P700 Chlorophyll a-Protein 1

Purification, Characterization, and Antibody Preparation

Elizabeth Vierling2 and Randall S. Alberte3

Barnes Laboratory, Department of Biology, The University of Chicago, Chicago, Illinois 60637

The P700 chlorophyll {alpha}-protein was purified by preparative sodium dodecyl sulfate (SDS) gel electrophoresis from SDS-solubilized barley (Hordeum vulgare L., cv Himalaya) chloroplast membranes. After elution from the gel in the presence of 0.05 to 0.1% Triton X-100, the recovered protein had a chlorophyll/P700 ratio of 50 to 60/1 and contained no chlorophyll b or cytochromes. Analysis of the polypeptide composition of the chlorophyll-protein revealed a 58 to 62 kilodalton (kD) polypeptide component but no lower molecular weight polypeptides. The 58 to 62 kD component was further resolved into two distinct polypeptide bands which were subsequently mapped by partial cyanogen bromide digestion and Staphylococcus aureus proteolysis. Based on results from the mapping experiments and other data, we suggest that the two components are conformational variants of a single polypeptide.
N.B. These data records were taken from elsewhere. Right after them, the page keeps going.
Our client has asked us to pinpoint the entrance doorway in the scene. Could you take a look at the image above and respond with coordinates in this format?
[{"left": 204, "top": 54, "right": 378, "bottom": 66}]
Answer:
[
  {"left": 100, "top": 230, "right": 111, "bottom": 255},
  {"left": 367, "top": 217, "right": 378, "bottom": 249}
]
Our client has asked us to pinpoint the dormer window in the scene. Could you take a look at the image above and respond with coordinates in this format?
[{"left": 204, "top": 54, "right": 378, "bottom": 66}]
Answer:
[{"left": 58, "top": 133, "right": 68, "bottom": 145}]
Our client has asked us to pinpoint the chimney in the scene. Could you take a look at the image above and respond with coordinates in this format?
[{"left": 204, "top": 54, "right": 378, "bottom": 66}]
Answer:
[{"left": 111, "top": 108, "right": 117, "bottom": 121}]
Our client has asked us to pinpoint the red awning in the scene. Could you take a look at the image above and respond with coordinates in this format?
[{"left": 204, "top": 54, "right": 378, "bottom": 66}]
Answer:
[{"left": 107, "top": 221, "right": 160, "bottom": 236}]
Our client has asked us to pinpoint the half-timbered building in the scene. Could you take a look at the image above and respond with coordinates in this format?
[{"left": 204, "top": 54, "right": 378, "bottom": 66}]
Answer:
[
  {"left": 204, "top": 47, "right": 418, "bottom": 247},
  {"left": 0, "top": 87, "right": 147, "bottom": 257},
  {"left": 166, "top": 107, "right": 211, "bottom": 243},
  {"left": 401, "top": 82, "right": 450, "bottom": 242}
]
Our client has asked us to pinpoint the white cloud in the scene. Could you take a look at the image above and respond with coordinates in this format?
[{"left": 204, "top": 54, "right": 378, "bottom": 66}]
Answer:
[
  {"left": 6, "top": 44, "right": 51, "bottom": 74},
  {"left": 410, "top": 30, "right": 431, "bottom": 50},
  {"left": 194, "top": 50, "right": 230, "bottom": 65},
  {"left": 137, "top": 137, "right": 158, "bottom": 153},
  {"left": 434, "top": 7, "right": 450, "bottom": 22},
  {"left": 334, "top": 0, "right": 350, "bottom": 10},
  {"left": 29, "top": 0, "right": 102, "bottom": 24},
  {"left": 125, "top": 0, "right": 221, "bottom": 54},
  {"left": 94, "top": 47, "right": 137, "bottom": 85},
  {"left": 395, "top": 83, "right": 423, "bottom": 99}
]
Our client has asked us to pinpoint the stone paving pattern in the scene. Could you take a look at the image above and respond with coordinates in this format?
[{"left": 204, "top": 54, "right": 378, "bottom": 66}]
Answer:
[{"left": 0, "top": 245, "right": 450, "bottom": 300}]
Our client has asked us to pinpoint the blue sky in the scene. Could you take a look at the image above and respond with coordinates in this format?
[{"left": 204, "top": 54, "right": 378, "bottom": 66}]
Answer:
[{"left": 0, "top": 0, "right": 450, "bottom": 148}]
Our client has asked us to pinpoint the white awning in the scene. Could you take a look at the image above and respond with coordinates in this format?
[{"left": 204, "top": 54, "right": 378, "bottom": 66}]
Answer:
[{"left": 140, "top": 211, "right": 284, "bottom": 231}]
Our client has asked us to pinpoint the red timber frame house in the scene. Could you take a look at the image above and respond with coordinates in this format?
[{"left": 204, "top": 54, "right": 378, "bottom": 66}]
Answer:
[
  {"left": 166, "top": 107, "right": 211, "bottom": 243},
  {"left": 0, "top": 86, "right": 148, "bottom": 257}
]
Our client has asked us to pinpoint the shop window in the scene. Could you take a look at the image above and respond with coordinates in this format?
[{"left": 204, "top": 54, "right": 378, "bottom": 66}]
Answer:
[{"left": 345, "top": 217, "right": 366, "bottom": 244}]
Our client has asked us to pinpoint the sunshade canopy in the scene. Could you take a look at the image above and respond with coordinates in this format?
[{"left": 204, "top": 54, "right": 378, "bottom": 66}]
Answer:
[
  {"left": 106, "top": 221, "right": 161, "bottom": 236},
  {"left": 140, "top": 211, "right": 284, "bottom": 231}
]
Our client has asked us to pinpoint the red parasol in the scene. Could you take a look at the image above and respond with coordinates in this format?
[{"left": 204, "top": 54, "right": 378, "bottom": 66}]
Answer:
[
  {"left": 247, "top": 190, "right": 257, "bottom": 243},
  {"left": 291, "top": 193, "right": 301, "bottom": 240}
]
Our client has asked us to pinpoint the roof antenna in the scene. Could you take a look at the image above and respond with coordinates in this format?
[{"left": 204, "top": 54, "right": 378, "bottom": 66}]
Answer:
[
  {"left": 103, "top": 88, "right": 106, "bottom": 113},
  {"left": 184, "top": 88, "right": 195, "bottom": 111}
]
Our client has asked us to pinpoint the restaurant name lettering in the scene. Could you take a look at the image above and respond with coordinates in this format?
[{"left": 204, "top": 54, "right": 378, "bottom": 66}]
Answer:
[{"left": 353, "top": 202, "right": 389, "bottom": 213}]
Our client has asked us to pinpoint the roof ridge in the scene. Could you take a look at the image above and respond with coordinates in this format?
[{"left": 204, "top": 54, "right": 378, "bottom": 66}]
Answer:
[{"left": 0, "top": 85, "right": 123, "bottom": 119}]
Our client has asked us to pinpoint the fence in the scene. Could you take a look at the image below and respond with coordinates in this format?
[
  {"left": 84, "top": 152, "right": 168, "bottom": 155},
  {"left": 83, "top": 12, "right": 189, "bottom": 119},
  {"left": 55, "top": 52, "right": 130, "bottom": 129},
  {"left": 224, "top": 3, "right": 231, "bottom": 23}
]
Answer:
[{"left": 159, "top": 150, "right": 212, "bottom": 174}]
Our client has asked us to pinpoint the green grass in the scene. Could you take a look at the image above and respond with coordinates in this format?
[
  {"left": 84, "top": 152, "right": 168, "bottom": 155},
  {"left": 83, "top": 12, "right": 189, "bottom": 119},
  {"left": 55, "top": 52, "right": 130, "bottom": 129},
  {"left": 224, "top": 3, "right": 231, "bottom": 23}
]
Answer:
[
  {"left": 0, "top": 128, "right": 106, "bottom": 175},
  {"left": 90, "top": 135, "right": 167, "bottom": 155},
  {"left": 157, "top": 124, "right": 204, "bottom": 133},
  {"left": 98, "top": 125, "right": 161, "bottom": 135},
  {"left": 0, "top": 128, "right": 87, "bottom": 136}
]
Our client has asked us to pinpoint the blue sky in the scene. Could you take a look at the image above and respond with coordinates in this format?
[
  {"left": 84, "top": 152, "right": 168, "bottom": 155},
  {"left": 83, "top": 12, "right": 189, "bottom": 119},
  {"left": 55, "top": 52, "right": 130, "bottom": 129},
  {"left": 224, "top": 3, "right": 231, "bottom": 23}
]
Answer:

Measurement of the chlorophyll to protein ratio by quantitative amino acid analysis and consideration of the yield of P700 in the protein isolate suggest that, contrary to previous models (Bengis and Nelson, 1975, 1977), P700in vivo is associated with a minimum of four subunits of approximately 60 kD.

Antibodies raised against the photochemically active chlorophyll-protein complex from barley reacted specifically with the 58 to 62 kD apoprotein. The same preparative electrophoresis procedure was used to isolate photochemically active P700 chlorophyll a-protein from soybean (Glycine max L.), tobacco (Nicotiana tobacum L.), petunia (Petunia x hybrida), tomato (Lycopersicum esculentum), and Chlamydomonas reinhardti. The isolated complex from all species exhibited identical polypeptide compositions and chlorophyll/P700 ratios. Antibodies to the barley protein cross reacted with all species tested demonstrating the highly conserved structure of the apoprotein.


2 Supported by National Institutes of Health predoctoral training grant GM 07183 and a Hutchinson Foundation Fellowship. Current address: Department of Botany, University of Georgia, Athens, GA 30602; (404) 542-3732.

3 A Mellon Foundation Fellow during a portion of this research.

1 Supported by National Institutes of Health grant GM 23944.